For your convenience, we have added wrappers that contain all necessary objects as described in section "Basic Usage". All you need to do to build an index and execute queries, is to create an instance of a wrapper. These wrappers initialize components with default values and are the simplest and fastest way to use our library - at the expense of being able to control tuning parameters (which filters are used, fanout, etc.).

We recommend browsing through the code in filtertree/wrappers/src/example.cc.

Step-By-Step Guide

In this guide we will use a wrapper to show you how to perform approximate string search using the edit distance.

Step1: Compiling The Library

Let us first test whether we can successfully compile the Flamingo libraries.

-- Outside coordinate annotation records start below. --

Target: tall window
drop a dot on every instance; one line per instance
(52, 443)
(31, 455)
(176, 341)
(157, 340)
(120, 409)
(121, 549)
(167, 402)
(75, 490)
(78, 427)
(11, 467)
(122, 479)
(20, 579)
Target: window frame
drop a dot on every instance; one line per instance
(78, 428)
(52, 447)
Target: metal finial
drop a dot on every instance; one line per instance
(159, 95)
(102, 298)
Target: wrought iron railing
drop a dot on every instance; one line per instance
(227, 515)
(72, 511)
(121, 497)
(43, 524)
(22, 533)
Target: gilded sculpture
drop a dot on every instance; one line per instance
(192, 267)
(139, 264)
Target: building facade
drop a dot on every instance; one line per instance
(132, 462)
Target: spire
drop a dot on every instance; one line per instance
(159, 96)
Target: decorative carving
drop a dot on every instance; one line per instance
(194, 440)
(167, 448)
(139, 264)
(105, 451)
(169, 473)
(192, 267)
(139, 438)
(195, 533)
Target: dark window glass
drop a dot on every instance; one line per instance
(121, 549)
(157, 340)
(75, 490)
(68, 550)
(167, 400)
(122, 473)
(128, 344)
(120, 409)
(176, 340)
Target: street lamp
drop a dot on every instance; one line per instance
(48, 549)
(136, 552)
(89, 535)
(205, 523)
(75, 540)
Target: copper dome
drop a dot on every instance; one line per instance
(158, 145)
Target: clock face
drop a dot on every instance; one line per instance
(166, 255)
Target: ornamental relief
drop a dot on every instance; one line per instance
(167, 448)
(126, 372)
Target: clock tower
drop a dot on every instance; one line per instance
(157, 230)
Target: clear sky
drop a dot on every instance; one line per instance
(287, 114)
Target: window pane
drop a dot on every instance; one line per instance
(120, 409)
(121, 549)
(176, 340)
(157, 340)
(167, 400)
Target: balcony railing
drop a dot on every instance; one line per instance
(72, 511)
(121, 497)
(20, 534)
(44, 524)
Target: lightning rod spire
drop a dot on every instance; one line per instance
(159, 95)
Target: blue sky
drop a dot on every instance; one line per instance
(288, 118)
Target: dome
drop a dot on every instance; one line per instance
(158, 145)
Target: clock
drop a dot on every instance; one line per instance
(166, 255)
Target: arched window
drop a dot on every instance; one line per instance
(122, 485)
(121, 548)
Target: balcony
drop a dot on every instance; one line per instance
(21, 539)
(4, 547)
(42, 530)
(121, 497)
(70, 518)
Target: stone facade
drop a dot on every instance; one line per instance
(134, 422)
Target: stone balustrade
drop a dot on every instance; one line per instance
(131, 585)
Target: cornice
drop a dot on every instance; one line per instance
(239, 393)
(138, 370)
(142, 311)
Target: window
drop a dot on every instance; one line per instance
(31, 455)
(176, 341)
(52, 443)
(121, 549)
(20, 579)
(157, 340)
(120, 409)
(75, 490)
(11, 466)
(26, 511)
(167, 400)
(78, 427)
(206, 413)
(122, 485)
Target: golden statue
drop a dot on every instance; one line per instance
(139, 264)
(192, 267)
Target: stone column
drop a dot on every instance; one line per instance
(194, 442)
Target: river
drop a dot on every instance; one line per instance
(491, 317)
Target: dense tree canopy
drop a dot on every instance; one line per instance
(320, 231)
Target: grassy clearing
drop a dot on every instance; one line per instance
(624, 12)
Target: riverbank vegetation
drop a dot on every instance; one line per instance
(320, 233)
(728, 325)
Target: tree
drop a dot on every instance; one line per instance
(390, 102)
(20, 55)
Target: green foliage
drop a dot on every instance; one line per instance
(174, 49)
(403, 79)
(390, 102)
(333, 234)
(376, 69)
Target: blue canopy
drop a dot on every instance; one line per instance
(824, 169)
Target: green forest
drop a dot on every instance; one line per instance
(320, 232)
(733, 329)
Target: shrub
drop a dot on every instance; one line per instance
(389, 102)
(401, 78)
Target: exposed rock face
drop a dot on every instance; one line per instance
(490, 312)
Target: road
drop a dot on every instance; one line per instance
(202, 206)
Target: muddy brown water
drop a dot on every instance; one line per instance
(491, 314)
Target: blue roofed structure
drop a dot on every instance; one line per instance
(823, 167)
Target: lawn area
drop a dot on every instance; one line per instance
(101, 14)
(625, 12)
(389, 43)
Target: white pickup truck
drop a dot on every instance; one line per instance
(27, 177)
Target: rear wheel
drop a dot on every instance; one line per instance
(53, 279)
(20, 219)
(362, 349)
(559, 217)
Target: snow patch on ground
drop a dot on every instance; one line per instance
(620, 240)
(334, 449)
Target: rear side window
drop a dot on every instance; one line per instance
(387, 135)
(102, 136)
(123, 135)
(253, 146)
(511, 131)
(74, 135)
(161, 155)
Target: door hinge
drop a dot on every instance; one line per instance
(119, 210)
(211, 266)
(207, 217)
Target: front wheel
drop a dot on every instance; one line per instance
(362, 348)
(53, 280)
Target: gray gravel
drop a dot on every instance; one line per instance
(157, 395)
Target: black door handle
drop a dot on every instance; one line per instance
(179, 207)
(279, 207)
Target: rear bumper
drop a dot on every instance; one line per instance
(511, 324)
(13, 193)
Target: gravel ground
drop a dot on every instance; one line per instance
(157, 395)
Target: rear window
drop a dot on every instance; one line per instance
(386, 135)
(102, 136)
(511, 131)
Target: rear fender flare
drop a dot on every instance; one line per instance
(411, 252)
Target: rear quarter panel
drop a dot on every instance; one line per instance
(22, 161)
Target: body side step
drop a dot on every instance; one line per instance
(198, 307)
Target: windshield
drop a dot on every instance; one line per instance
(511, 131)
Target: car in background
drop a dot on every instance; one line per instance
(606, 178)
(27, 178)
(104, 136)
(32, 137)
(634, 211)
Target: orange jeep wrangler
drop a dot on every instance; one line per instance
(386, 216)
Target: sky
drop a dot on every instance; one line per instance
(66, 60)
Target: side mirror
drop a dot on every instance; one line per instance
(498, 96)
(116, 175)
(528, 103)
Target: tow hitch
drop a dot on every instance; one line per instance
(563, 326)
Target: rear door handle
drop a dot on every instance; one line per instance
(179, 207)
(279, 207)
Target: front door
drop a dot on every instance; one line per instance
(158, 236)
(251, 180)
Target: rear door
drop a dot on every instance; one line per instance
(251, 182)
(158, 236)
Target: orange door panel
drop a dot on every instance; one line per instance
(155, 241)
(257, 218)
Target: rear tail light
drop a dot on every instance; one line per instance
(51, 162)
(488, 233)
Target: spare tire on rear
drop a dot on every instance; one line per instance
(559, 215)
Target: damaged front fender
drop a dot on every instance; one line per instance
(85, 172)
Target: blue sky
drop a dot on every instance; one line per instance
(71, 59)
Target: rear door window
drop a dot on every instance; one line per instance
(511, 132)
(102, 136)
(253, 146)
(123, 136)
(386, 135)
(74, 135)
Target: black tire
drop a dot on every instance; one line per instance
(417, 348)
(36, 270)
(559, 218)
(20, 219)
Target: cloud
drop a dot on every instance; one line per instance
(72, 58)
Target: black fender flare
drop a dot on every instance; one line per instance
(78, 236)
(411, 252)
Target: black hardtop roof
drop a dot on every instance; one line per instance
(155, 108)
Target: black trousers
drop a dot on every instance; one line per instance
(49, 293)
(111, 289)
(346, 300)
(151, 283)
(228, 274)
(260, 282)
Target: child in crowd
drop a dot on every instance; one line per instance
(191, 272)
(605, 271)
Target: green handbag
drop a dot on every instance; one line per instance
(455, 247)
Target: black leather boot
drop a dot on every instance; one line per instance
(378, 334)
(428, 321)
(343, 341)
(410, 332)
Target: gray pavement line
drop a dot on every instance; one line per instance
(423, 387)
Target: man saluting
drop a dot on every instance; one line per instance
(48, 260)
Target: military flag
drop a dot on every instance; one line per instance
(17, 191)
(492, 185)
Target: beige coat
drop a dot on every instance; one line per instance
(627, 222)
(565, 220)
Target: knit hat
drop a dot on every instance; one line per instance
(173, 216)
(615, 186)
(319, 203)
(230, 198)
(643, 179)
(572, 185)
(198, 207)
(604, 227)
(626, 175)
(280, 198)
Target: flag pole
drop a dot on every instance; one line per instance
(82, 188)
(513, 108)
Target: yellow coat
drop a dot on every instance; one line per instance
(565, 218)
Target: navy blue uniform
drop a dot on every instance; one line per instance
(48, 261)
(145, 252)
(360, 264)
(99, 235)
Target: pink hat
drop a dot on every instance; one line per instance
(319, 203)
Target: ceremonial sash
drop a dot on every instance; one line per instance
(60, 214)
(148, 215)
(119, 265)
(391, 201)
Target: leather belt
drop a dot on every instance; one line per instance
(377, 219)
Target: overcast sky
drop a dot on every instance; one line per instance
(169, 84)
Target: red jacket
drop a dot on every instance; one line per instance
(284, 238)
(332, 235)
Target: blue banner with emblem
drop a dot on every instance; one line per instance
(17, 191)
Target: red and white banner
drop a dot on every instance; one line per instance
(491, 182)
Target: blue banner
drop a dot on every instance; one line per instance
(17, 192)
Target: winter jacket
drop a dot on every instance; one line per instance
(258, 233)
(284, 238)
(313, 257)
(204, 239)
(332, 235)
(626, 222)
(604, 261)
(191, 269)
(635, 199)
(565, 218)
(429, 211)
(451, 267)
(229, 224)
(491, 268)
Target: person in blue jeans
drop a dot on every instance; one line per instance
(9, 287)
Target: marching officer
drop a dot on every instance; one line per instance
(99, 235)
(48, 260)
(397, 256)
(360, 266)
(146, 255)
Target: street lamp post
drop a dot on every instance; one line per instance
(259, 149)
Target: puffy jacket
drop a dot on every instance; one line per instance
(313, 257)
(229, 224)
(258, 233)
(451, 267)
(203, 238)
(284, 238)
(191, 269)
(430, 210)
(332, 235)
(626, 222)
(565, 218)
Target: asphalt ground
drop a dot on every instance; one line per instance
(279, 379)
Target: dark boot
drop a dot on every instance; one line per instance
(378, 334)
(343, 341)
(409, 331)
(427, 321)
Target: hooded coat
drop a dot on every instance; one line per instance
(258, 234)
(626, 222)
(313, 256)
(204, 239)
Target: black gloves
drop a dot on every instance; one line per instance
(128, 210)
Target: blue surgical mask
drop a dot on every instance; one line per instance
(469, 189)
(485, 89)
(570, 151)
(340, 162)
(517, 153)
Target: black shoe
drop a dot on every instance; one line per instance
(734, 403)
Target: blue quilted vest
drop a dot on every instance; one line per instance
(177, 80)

Let us say you have extracted the Flamingo archive to the following directory: /home/joe/flamingo-4.0

The wrappers are part of the filtertree module which we compile as follows:

cd /home/joe/flamingo-4.0/src/filtertree/
cmake .
make

This should compile filtertree and the modules that it depends on, namely, util, common and listmerger.

The libraries and executables are placed in the build folder of their corresponding modules, e.g., the filtertree binaries are in /home/joe/flamingo-4.0/src/filtertree/build/, the listmerger binaries are in /home/joe/flamingo-4.0/src/listmerger/build/, and so on.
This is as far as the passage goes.